Is Covid-19 the Ultimate Disruptor and What Will Business Look Like When We Emerge?

Jun 03, 2020 • FeaturesRoyal MailThe Field Service PodcastCovid-19Leadership and StrategyKevin Green

In this highlight from the Field Service Podcast Kris Oldland, Editor-in-Chief, Field Service News and Kevin Green, former CEO of the Recruitment and Employment Confederation discuss what the impact of Covid-19 will be in terms of market disruption...


 

Want to hear more head over to our podcast library @ www.fieldservicenews.com/podcasts and look for Series Five, Episode One 'Kevin Green on Leadership, Strategy and the Economic Impact of Lockdown' for the full episode...


 

Can we Look forward to a New Normal that is Better than before?

In the last few months we’ve seen such rapid changes in such a short amount of time. There is often talk about disrupters entering a market, but the truth is that perhaps the biggest disrupter our civilisation has ever seen is not a new emerging technology or organisation but the Covid-19 pandemic.
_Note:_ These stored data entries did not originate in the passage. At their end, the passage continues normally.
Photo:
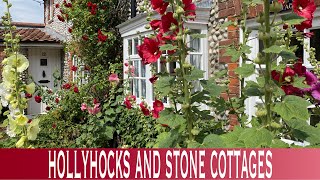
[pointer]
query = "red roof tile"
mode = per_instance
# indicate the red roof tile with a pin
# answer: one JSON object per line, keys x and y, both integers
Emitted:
{"x": 32, "y": 35}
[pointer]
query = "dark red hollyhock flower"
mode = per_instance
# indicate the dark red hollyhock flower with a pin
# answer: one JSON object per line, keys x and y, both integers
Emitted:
{"x": 153, "y": 79}
{"x": 158, "y": 106}
{"x": 74, "y": 68}
{"x": 155, "y": 114}
{"x": 66, "y": 86}
{"x": 76, "y": 89}
{"x": 89, "y": 4}
{"x": 159, "y": 5}
{"x": 101, "y": 36}
{"x": 304, "y": 25}
{"x": 149, "y": 50}
{"x": 155, "y": 24}
{"x": 68, "y": 5}
{"x": 304, "y": 8}
{"x": 94, "y": 9}
{"x": 38, "y": 99}
{"x": 189, "y": 8}
{"x": 144, "y": 109}
{"x": 28, "y": 95}
{"x": 60, "y": 18}
{"x": 299, "y": 68}
{"x": 85, "y": 37}
{"x": 70, "y": 30}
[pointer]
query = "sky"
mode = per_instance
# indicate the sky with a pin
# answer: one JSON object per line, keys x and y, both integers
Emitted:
{"x": 24, "y": 10}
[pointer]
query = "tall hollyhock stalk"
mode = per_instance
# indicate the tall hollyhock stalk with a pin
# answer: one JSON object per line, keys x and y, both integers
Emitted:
{"x": 13, "y": 89}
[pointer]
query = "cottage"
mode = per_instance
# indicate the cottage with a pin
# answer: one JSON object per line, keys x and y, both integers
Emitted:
{"x": 209, "y": 55}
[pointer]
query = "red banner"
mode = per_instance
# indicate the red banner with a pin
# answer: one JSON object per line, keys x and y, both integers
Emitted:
{"x": 160, "y": 163}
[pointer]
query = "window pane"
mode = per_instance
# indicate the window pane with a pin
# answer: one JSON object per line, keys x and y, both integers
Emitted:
{"x": 143, "y": 70}
{"x": 195, "y": 60}
{"x": 143, "y": 88}
{"x": 136, "y": 68}
{"x": 136, "y": 88}
{"x": 130, "y": 47}
{"x": 314, "y": 42}
{"x": 136, "y": 43}
{"x": 195, "y": 43}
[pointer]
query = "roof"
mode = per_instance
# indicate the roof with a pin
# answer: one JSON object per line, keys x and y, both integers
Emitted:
{"x": 32, "y": 35}
{"x": 32, "y": 32}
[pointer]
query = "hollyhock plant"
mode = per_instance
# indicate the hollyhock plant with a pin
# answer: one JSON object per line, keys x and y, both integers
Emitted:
{"x": 101, "y": 36}
{"x": 149, "y": 50}
{"x": 74, "y": 68}
{"x": 38, "y": 99}
{"x": 159, "y": 5}
{"x": 128, "y": 101}
{"x": 144, "y": 109}
{"x": 114, "y": 78}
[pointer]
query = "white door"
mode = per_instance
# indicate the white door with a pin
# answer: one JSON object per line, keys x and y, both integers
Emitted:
{"x": 43, "y": 63}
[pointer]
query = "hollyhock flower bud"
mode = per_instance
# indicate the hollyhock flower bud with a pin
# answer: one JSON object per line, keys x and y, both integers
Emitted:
{"x": 38, "y": 99}
{"x": 75, "y": 89}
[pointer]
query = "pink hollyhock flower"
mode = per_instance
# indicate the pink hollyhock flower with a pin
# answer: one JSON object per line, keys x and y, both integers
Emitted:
{"x": 74, "y": 68}
{"x": 38, "y": 99}
{"x": 128, "y": 101}
{"x": 144, "y": 109}
{"x": 28, "y": 95}
{"x": 159, "y": 5}
{"x": 101, "y": 36}
{"x": 189, "y": 8}
{"x": 83, "y": 107}
{"x": 158, "y": 106}
{"x": 66, "y": 86}
{"x": 95, "y": 110}
{"x": 153, "y": 79}
{"x": 114, "y": 78}
{"x": 149, "y": 51}
{"x": 304, "y": 8}
{"x": 76, "y": 89}
{"x": 155, "y": 114}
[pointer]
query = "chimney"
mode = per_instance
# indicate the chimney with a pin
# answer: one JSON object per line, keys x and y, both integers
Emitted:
{"x": 133, "y": 8}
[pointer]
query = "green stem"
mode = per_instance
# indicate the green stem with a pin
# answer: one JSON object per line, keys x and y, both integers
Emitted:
{"x": 267, "y": 44}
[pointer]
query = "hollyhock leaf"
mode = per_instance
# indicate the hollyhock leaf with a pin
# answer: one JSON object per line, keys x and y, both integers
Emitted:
{"x": 299, "y": 82}
{"x": 163, "y": 85}
{"x": 273, "y": 49}
{"x": 167, "y": 139}
{"x": 168, "y": 47}
{"x": 196, "y": 74}
{"x": 293, "y": 107}
{"x": 211, "y": 87}
{"x": 172, "y": 120}
{"x": 227, "y": 24}
{"x": 213, "y": 141}
{"x": 198, "y": 36}
{"x": 292, "y": 19}
{"x": 303, "y": 131}
{"x": 256, "y": 137}
{"x": 232, "y": 139}
{"x": 245, "y": 70}
{"x": 288, "y": 55}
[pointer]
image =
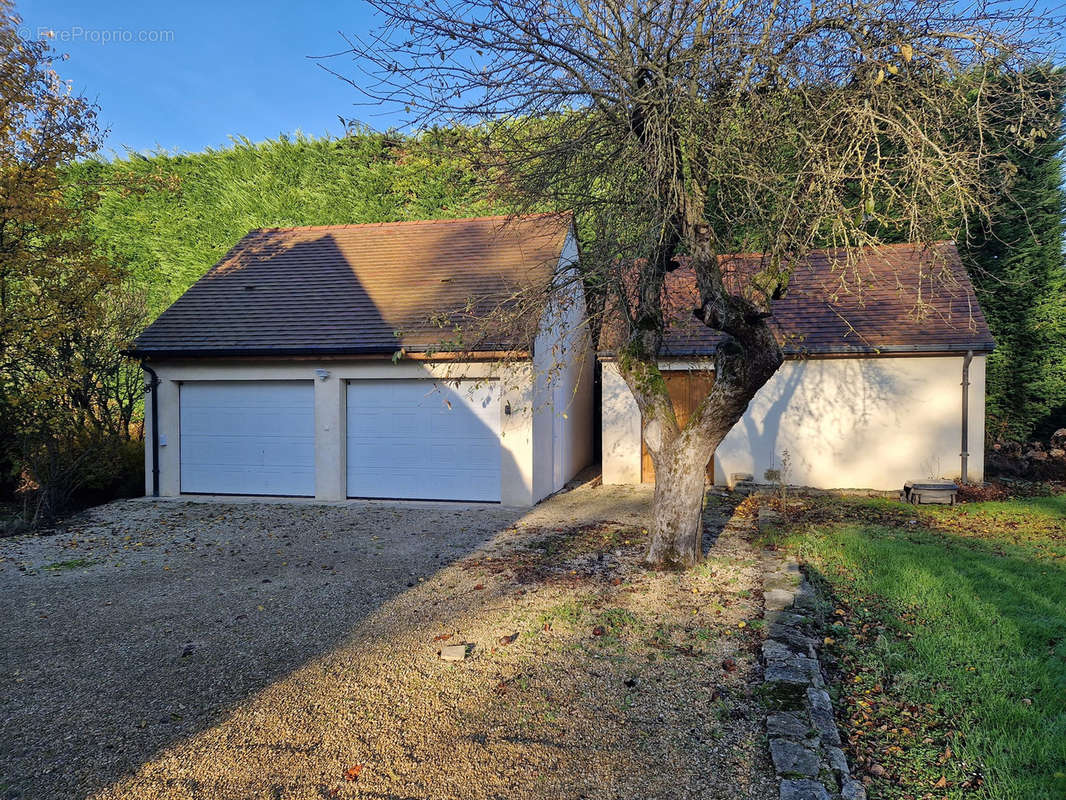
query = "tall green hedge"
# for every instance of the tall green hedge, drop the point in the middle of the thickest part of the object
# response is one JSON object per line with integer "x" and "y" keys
{"x": 1019, "y": 272}
{"x": 168, "y": 218}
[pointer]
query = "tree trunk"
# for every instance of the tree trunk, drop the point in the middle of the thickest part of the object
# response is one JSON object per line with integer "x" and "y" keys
{"x": 677, "y": 525}
{"x": 743, "y": 364}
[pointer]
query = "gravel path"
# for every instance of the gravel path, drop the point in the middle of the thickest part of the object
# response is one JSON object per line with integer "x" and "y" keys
{"x": 215, "y": 651}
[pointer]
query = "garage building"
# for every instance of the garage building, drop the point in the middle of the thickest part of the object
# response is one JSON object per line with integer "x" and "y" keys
{"x": 443, "y": 361}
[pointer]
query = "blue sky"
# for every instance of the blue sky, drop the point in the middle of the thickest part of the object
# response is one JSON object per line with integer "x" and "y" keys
{"x": 183, "y": 76}
{"x": 205, "y": 70}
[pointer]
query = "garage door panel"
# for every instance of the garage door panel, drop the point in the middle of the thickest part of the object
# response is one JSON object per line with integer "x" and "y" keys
{"x": 254, "y": 437}
{"x": 423, "y": 440}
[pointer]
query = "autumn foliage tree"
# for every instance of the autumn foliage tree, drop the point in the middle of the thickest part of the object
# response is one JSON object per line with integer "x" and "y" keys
{"x": 687, "y": 129}
{"x": 65, "y": 395}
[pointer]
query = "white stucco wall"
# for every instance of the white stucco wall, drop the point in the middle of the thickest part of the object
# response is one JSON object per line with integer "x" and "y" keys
{"x": 516, "y": 428}
{"x": 845, "y": 422}
{"x": 563, "y": 398}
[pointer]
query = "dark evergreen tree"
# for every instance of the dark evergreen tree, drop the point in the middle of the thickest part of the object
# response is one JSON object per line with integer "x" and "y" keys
{"x": 1017, "y": 265}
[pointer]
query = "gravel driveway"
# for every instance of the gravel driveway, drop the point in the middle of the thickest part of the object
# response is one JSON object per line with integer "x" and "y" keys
{"x": 209, "y": 650}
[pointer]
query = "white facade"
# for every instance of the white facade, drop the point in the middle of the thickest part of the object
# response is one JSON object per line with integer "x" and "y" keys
{"x": 507, "y": 432}
{"x": 845, "y": 422}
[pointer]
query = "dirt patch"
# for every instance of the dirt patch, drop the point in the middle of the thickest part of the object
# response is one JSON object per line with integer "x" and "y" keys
{"x": 214, "y": 651}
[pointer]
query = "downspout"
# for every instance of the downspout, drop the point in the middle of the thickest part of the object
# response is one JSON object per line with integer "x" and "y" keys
{"x": 152, "y": 389}
{"x": 966, "y": 415}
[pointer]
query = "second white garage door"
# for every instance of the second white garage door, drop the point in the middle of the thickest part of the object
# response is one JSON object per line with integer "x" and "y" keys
{"x": 423, "y": 440}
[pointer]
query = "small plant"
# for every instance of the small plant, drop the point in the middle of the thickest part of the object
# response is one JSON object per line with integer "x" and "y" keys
{"x": 779, "y": 478}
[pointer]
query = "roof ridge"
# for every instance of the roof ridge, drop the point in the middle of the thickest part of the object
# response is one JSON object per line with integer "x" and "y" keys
{"x": 343, "y": 225}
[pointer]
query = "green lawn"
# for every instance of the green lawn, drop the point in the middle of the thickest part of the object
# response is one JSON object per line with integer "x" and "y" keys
{"x": 948, "y": 626}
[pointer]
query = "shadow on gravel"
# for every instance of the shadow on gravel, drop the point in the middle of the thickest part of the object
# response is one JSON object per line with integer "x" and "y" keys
{"x": 152, "y": 642}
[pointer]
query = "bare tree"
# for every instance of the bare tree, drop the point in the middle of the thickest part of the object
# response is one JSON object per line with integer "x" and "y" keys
{"x": 689, "y": 129}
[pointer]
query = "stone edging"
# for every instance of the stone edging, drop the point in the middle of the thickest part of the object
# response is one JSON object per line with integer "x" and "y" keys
{"x": 804, "y": 739}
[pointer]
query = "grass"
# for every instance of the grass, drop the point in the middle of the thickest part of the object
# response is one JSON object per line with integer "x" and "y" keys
{"x": 949, "y": 627}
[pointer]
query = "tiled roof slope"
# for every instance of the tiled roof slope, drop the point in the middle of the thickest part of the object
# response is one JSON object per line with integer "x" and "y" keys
{"x": 349, "y": 289}
{"x": 893, "y": 299}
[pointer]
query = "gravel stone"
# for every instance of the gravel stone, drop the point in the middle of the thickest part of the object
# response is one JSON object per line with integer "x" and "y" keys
{"x": 853, "y": 790}
{"x": 793, "y": 757}
{"x": 778, "y": 600}
{"x": 787, "y": 723}
{"x": 292, "y": 684}
{"x": 803, "y": 790}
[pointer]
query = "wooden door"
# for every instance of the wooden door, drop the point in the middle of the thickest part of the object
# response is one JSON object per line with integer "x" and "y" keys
{"x": 687, "y": 388}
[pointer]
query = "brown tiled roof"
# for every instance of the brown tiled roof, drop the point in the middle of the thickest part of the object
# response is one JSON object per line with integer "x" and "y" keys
{"x": 349, "y": 289}
{"x": 892, "y": 299}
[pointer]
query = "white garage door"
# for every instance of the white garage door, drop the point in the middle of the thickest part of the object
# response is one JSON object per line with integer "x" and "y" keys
{"x": 247, "y": 437}
{"x": 423, "y": 440}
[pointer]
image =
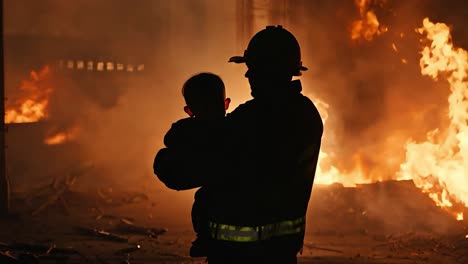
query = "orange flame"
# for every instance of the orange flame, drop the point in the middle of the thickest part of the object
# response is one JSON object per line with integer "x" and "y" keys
{"x": 440, "y": 166}
{"x": 368, "y": 25}
{"x": 32, "y": 104}
{"x": 61, "y": 137}
{"x": 329, "y": 174}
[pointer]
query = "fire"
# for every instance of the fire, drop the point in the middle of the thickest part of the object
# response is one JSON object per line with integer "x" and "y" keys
{"x": 329, "y": 174}
{"x": 368, "y": 25}
{"x": 61, "y": 137}
{"x": 31, "y": 106}
{"x": 439, "y": 166}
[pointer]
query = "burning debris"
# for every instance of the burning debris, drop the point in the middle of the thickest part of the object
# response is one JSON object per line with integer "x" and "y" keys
{"x": 31, "y": 104}
{"x": 368, "y": 25}
{"x": 439, "y": 166}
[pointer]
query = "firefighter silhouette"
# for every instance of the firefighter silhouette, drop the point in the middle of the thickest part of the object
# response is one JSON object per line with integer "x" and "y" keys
{"x": 261, "y": 170}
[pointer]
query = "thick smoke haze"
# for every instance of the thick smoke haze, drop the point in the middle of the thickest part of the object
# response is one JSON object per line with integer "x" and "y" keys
{"x": 376, "y": 102}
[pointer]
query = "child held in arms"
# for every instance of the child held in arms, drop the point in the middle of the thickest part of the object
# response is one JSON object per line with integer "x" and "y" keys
{"x": 206, "y": 104}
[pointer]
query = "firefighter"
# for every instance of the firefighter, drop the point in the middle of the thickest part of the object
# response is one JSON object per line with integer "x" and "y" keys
{"x": 262, "y": 173}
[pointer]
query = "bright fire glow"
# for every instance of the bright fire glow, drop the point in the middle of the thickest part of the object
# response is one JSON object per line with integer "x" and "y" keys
{"x": 31, "y": 106}
{"x": 61, "y": 137}
{"x": 368, "y": 25}
{"x": 329, "y": 174}
{"x": 439, "y": 166}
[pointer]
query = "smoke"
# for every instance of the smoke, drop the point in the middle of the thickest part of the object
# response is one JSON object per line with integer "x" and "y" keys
{"x": 377, "y": 97}
{"x": 376, "y": 102}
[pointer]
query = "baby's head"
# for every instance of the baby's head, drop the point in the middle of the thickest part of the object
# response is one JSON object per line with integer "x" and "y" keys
{"x": 205, "y": 96}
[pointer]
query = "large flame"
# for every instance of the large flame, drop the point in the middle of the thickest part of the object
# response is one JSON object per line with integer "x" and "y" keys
{"x": 31, "y": 105}
{"x": 327, "y": 173}
{"x": 439, "y": 166}
{"x": 368, "y": 25}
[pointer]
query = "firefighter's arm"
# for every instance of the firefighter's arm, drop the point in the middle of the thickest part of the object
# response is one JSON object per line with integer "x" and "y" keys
{"x": 177, "y": 170}
{"x": 181, "y": 133}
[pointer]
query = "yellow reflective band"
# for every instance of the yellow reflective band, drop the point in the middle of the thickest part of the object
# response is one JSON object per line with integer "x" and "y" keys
{"x": 250, "y": 234}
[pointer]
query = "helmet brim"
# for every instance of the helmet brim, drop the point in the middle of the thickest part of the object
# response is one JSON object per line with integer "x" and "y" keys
{"x": 242, "y": 59}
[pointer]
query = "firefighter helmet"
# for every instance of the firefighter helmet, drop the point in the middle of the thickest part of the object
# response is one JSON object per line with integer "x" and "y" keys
{"x": 274, "y": 48}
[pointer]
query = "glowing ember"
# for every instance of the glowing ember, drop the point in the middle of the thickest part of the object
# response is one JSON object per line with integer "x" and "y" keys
{"x": 31, "y": 106}
{"x": 439, "y": 165}
{"x": 368, "y": 25}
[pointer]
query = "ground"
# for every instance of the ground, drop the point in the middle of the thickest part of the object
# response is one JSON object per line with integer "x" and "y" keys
{"x": 340, "y": 229}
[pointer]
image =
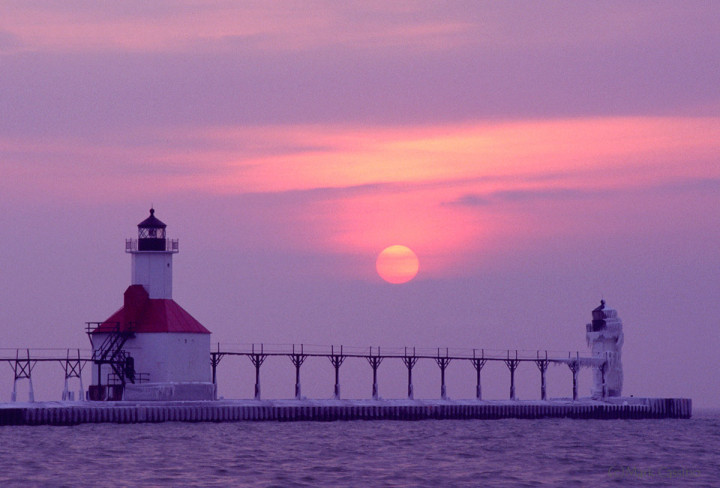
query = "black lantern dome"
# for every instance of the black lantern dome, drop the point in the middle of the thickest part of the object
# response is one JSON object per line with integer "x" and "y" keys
{"x": 151, "y": 234}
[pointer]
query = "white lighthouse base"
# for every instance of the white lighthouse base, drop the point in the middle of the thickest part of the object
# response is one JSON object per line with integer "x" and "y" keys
{"x": 169, "y": 391}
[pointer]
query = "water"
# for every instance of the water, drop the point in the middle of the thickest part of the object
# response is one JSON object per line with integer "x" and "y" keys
{"x": 510, "y": 452}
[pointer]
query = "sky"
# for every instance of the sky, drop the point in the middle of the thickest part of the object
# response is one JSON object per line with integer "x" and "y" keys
{"x": 536, "y": 157}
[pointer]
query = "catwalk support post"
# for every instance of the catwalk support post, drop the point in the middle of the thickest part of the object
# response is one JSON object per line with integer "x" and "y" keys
{"x": 257, "y": 359}
{"x": 336, "y": 360}
{"x": 297, "y": 359}
{"x": 478, "y": 363}
{"x": 542, "y": 364}
{"x": 512, "y": 365}
{"x": 409, "y": 362}
{"x": 375, "y": 361}
{"x": 443, "y": 362}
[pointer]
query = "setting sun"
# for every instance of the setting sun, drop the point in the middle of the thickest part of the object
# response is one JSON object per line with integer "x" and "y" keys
{"x": 397, "y": 264}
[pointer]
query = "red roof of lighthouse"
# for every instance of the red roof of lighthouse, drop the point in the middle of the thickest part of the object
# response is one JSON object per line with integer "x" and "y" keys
{"x": 140, "y": 313}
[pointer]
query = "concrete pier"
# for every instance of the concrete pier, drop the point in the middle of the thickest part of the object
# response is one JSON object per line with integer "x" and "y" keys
{"x": 73, "y": 413}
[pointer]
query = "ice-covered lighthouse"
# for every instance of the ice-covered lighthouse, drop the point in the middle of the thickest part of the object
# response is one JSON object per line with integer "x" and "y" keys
{"x": 150, "y": 349}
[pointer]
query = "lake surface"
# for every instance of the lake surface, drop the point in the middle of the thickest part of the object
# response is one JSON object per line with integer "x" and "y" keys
{"x": 511, "y": 452}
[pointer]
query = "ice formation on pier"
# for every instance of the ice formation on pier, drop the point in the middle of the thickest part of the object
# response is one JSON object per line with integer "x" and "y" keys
{"x": 605, "y": 338}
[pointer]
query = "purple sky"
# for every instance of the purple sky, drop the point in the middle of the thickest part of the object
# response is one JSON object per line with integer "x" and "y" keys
{"x": 535, "y": 156}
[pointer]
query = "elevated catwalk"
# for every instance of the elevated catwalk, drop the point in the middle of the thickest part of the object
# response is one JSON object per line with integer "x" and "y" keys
{"x": 72, "y": 413}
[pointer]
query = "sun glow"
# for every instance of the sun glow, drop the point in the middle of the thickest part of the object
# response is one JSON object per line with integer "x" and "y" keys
{"x": 397, "y": 264}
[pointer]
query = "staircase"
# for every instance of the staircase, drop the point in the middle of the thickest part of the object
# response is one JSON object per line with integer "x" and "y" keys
{"x": 111, "y": 352}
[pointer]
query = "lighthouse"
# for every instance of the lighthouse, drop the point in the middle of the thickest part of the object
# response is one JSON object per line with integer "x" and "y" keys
{"x": 151, "y": 348}
{"x": 605, "y": 338}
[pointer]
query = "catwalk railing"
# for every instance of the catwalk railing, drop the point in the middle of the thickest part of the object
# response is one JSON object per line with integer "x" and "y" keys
{"x": 512, "y": 358}
{"x": 72, "y": 362}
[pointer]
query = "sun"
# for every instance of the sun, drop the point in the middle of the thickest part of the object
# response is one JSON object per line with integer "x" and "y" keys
{"x": 397, "y": 264}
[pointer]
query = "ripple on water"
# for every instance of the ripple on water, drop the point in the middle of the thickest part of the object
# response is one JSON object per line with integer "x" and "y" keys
{"x": 426, "y": 453}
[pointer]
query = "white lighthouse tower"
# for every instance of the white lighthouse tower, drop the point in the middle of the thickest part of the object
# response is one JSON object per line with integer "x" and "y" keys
{"x": 151, "y": 349}
{"x": 605, "y": 339}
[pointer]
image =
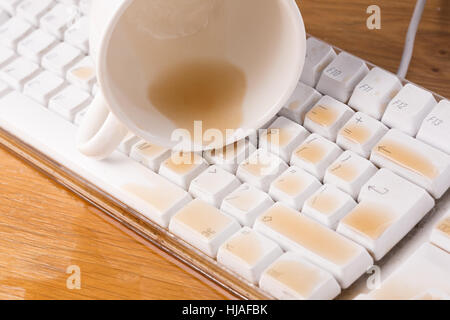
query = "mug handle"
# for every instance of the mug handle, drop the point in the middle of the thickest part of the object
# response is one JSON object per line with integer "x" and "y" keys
{"x": 100, "y": 132}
Across the conversation with Green on episode one series five of the Field Service Podcast we explored a number of different aspects to what breeds agility and adaptability into an organisation. We discussed the crucial role of leadership, strategy, people and processes reflecting back on the positives that have emerged as companies have been forced into action to survive the global lockdowns and the economic tsunami of recession, they look set to trigger.

Perhaps the simplest question, has the most complex answer. It is also the question on everybody’s lips. What comes next? What does the new-normal of tomorrow look like?

“When we look at the impact of disruption a classic example of this will be what happens at the end of this year,” Green states.

“If you take a cultural analogy, you know, the adaptive organisation will say ‘okay, what have we learned from this? How do we adapt what we do in light of that [learning]?’

 

The challenges we’ve all been through in recent months, surely it would be criminal to not seize the learnings from this time as Green suggests and build a better, brighter version of what we had before the lockdowns came?

 

“Actually, we found that we can have 90% people working from home and we can still deliver the product, we can do some amazing things, using technology as a tool so how do we structure our business going forward? Do we continue to have people working at home, perhaps we have half the people and we can get rid of some office space because we don't need it anymore?

"That's a demonstration of an organisation which is learning and developing and taking the experience of this crisis and trying to build on it and use it for good. What you will find though is that some other organisations will just revert the type. The lockdowns will eventually be lifted and everyone goes back to work and we carry on in the same way.

“That is a classic example of an adaptive learning organisation, versus one which isn't responsive to its environment because it won't see the opportunities that the crisis has created for it and won't learn from this and won't adapt. We'll see a lot of organisations, just go back to doing things it as they’ve always done them.

“However, I think there will be other organisations that saying ‘hang on a second, there is some real good stuff that we've learned here. We've used technology differently, our staff have operated in different ways and we've given them more autonomy. Why don't we build on that and use it as we go forward?”

The challenges we’ve all been through in recent months, surely it would be criminal to not seize the learnings from this time as Green suggests and build a better, brighter version of what we had before the lockdowns came?